The reality is that zero-cost digital payments have not proven sustainable anywhere at scale across time. Even though digital payments offer banks much lower operating costs than a physical banking model, they also entail substantial costs to establish, scale up, secure, maintain, and improve.
While digital banking delivers efficiency gains over time, the assumption that each additional transaction costs progressively less overlooks the realities of regulated financial infrastructure. Processing capacity, cybersecurity, compliance certification, and software licensing all carry costs that grow with transaction volume. Annual maintenance contracts escalate by 10-15 percent each year, and exchange rate depreciation increases the cost of imported technology. The path to lower per-transaction costs is real, but it requires sustained investment, and that investment must be funded.
Much of what appears as a bank fee also includes pass-through costs from international card networks and domestic payment infrastructure, with the bank’s own margin a small share.

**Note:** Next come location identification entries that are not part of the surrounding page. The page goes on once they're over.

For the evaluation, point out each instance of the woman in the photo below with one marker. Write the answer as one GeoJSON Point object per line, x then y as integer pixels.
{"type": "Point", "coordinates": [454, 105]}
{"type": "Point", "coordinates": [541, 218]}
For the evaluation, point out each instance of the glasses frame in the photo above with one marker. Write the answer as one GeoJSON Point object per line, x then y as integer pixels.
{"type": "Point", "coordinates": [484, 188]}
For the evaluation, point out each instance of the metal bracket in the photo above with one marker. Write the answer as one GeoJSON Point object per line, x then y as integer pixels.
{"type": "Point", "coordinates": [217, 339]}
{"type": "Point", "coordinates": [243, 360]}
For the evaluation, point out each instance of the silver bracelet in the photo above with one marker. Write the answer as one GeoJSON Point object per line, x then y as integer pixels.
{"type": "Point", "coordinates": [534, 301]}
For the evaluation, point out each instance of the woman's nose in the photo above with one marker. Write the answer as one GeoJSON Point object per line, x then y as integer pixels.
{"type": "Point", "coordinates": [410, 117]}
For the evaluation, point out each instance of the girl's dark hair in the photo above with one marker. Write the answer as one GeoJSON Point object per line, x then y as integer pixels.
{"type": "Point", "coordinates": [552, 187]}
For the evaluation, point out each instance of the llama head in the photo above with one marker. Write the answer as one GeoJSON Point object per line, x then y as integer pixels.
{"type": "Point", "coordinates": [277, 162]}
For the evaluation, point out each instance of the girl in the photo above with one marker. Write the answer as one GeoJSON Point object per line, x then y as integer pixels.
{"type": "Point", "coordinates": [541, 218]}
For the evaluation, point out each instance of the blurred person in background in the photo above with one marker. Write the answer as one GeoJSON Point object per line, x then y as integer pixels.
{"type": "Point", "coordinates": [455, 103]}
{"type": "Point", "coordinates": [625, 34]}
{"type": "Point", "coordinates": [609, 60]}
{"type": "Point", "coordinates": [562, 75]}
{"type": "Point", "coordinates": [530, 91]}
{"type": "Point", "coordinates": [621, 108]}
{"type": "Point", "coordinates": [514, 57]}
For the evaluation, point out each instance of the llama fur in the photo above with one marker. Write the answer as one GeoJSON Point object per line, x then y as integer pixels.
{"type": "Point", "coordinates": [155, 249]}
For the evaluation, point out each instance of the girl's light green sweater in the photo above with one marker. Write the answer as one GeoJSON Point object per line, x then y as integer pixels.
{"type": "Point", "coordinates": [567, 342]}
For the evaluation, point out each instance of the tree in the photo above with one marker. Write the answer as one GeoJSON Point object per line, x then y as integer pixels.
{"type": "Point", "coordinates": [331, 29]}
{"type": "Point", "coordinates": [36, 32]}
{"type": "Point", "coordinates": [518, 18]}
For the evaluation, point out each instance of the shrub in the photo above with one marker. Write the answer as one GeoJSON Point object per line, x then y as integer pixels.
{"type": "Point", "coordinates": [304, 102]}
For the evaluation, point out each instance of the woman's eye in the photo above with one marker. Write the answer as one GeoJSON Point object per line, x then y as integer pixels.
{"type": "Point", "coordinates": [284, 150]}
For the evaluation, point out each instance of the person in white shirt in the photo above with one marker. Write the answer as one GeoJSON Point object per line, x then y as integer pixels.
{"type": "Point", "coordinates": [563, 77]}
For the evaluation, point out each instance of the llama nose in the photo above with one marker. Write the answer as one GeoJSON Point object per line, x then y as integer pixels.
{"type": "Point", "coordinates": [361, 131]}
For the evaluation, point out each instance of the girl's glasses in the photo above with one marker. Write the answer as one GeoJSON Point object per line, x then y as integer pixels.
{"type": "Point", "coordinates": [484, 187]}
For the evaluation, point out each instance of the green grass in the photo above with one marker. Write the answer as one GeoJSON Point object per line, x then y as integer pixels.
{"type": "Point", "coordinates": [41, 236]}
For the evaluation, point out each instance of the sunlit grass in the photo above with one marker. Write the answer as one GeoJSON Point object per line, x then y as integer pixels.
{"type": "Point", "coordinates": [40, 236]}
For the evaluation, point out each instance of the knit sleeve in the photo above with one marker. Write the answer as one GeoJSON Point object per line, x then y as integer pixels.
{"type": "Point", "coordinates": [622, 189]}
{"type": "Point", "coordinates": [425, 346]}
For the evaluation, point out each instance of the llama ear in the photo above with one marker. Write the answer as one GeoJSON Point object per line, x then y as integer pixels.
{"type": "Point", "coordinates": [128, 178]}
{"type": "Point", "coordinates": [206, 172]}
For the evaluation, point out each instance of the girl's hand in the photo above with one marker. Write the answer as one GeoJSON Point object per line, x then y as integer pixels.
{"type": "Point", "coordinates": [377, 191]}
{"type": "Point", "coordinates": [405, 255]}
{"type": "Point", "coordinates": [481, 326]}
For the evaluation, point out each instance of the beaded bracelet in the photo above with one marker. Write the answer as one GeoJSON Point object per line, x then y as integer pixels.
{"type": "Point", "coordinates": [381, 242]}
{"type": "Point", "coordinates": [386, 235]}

The path to lower fees runs through scale, and that scale requires sustained investment from all stakeholders.
Regulatory evolution is another key priority. Sri Lanka built a regulatory framework appropriate to crisis containment. The next phase needs frameworks calibrated for sustainable credit expansion: priority-sector guidance, risk-weighted incentives for productive lending, and supervisory engagement that treats credit growth as part of the public good rather than solely as a source of risk. Other emerging-market central banks have shown how to do this without compromising stability. At the same time, the trust customers place in their banks is earned daily, and as an industry, we should hold ourselves to the highest standards. Fee disclosure, grievance mechanisms, and the quality of service to retail and small business customers are areas where the sector can and should do more, and where my own institution is committed to continuous improvement.
A multi-pronged approach to progress
These focus areas must be a core part of our industry’s transformation agenda over the next decade, and each requires a banking sector that is well-capitalized and operationally strong. A weakly capitalized sector could not absorb concessional development funding at scale. It could not invest in inclusive digital infrastructure. It could not extend the kind of patient credit a recovery requires.
The country that emerged from sovereign default in 2023 is not the country Sri Lanka is meant to be. In the early 2000s, this was one of South Asia’s most promising emerging economies, with the human capital, geographic position, and institutional foundations to compete with any peer in the region.
The crisis may have interrupted that trajectory, but it did not erase it. How our industry moves forward will play a pivotal role in how quickly we can recover and build resilience in a new, extremely volatile moment in the global economic landscape.
The institutions that will carry that ambition forward have to be strong enough to bear its weight. Banks are among them. The question is not whether Sri Lanka can afford a strong banking sector. It is whether Sri Lanka can build the renewed economy it deserves without one.